You can buy your own coolant tank if you want. You don't have to use the one supplied. 

Search Results for coolant tank - SummitRacing.com

Also they are not plastic


----------



## cpr (Aug 3, 2006)

*Gotta love the aftermarket!!*

Thanks again Gm. Did Order a summit superchargher tank!! made for a Ford product but should work and look great!i know its for a mustang, but with such a low volume hot rod like the GTO you have to work with whats available to save some costs!! Soon as i get this stuff installed will post some new photos!!arty:arty:arty:


----------



## GM4life (Mar 18, 2007)

Nice. I would go that route to if I had relocated my battery. The large opening would be good for someone that drag race, because you can add ice too. Please post pics.
:cheers


----------



## GM4life (Mar 18, 2007)

Get it in yet?


----------



## HITMAN803 (Apr 10, 2010)

Man when did you order your maggie??? I ordered mine the first week in march and havent heard anything from them on when its gonna ship out....GM4life are you weapons?


----------



## GM4life (Mar 18, 2007)

HITMAN803 said:


> Man when did you order your maggie??? I ordered mine the first week in march and havent heard anything from them on when its gonna ship out....GM4life are you weapons?

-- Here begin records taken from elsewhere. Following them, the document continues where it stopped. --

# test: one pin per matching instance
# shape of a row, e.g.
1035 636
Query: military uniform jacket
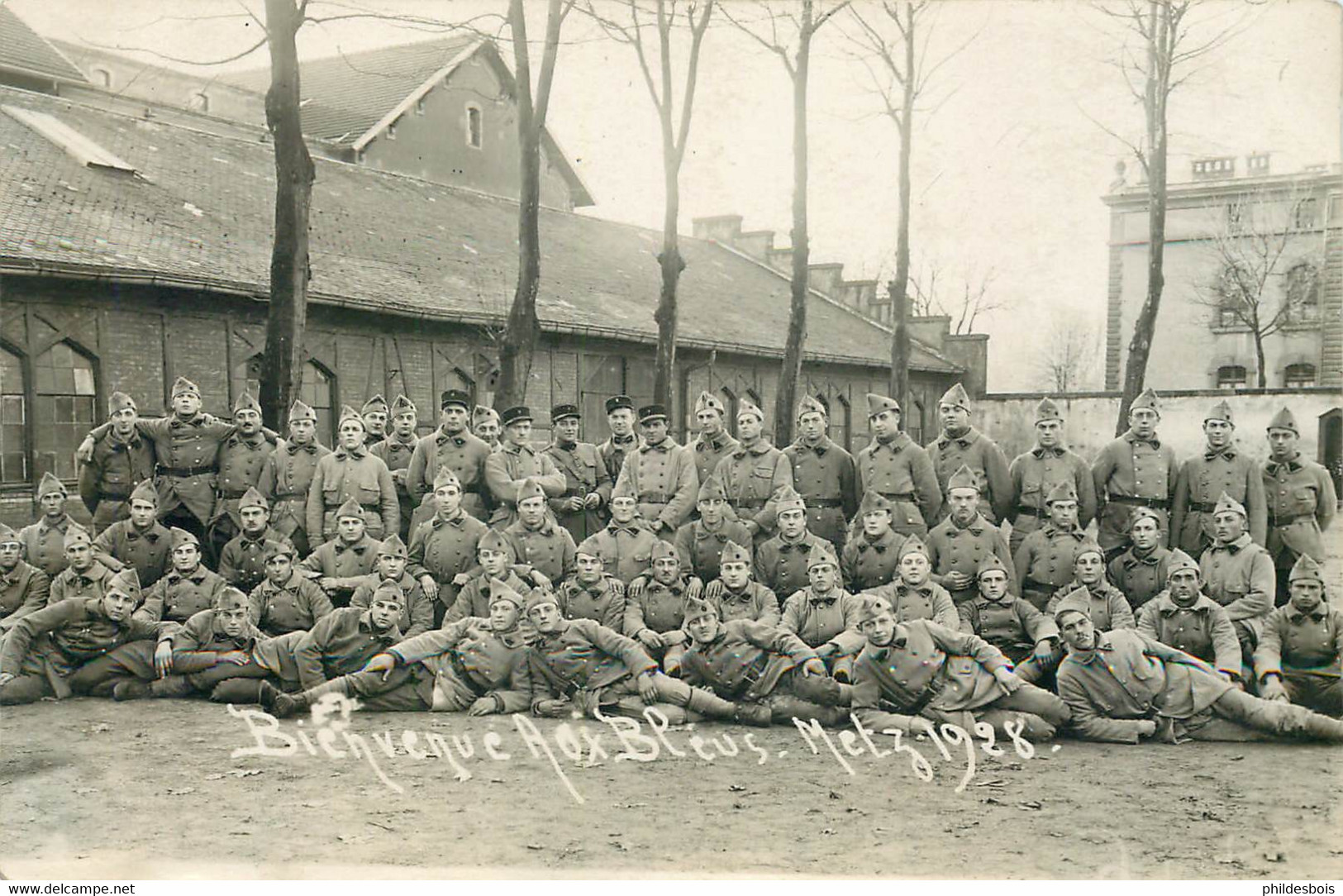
745 661
751 477
1012 625
294 606
488 663
117 468
598 602
1300 644
1201 629
23 590
584 473
1141 578
1131 468
285 480
826 477
782 566
662 476
928 665
700 548
179 597
356 474
122 545
45 545
960 550
417 612
1035 474
1130 677
1300 505
1241 578
829 620
70 584
1201 481
904 473
984 460
868 563
340 644
464 455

I've been hearing that Magnuson been having some supplier problems, something like that. I'm AGE Aerospace Ground Equipment Mechanic.


----------



## HITMAN803 (Apr 10, 2010)

Yeah I know AGE I'm Weapons..yeah they have been having some MAJOR problems....There are some really pissed off people on other forum, me included. I am thinking about getting my money back and going with procharger......There going to lose alot of furture business because of there lack of consistent info and BS'ing people..You call there three times and get three different answers.....Completely horrible.OP be very glad you got yours...lol


----------



## GM4life (Mar 18, 2007)

HITMAN803 said:


> Yeah I know AGE I'm Weapons..yeah they have been having some MAJOR problems....There are some really pissed off people on other forum, me included. I am thinking about getting my money back and going with procharger......There going to lose alot of furture business because of there lack of consistent info and BS'ing people..You call there three times and get three different answers.....Completely horrible.OP be very glad you got yours...lol


I had a hard time deciding weather to go with Procharger or Magnuson. Almost pulled the trigger on the Procharger and could have got it through a cool vender too that said he gives military discount. Would have got it for about the same price as the Maggie and would have had more power. No one close to me had a Procharger on a GOAT atleast on the other forum, things might have been differant. I got to drive *6QTS11OZ's *car and the low end torque, with reliablity, and fit and finish won me over. My next build will have a Procharger or Vortec, I would go with a D1SC, F-1C or a V7, just dreaming though:lol:


----------



## cpr (Aug 3, 2006)

*maggie installed and photos/need a hood/ carbon fiber??*

Well got the maggie installed. its a chore!but fun!! you will want to plan at least two days! take your time! be neat and solder the wire connections! The supplied connectors are just /not good! After this and that, it Runs & sounds fantastic!! Sure has the get up an GO!! Well was just running up to 45-50 just to check if all is well looking for any engine lights or changes!! and a Deer lands on my HOOD!! just on the Hood! Ripples the hood and bends the lip of the right scoop edge! No damage to the front or left side fender!! DOUBLE BUMMER!!!! Okay has anyone seen the carbon fiber hoods on ebay/or? any quality hoods out there?? Im going to paint the top to match the paint work on my car but thought when lifting the hood to show the motor the finished carbin fiber would appear better than the stock steel skin!? Thanks again, Chip


----------



## GM4life (Mar 18, 2007)

Welcome to the FI club. Looks nice. I notice you got the new modular pulley on yours. How does the coolant tank fit? A carbon fiber hood will help offset some of the weight added by the maggie. Mine added 100lbs wet to the car. Try these folks looks like they offer a few types of CF hoods: Gravana - Featured Products


----------



## cpr (Aug 3, 2006)

*weight of maggie*

Thanks Gm. i just ordered from the speed shop special that i was informed about on ls1/2 that he was selling 10 at a super discount, paid the man and this neat unit shows up in two HEAVY Boxes! Was suprised on how much weight this would add to the front!! Glad i moved the battery to the Trunk! Is the carbon fiber shaft a stock unit on the maggie now??i was not aware of that or the pulley would come that way!! The coolant tank is from summit for $156.00 had to make a mount to raise the tank approx 4 inches from the lower steel frame of the car! used flat sheet of aluminum with a small 1/2 by 1/2 alum angle to make the rectangle to support the bottom of the tank. The tanks is held by a large piece of velcro that covers the complete bottom and top of alum mount! It fits nicely and easy and large opening ! Also added Redline water wetter! it should drop the temp another twenty degrees! Im going to check out the Carbon fiber hoods Thanks and will let you know what i find out!! Thanks again, chip


----------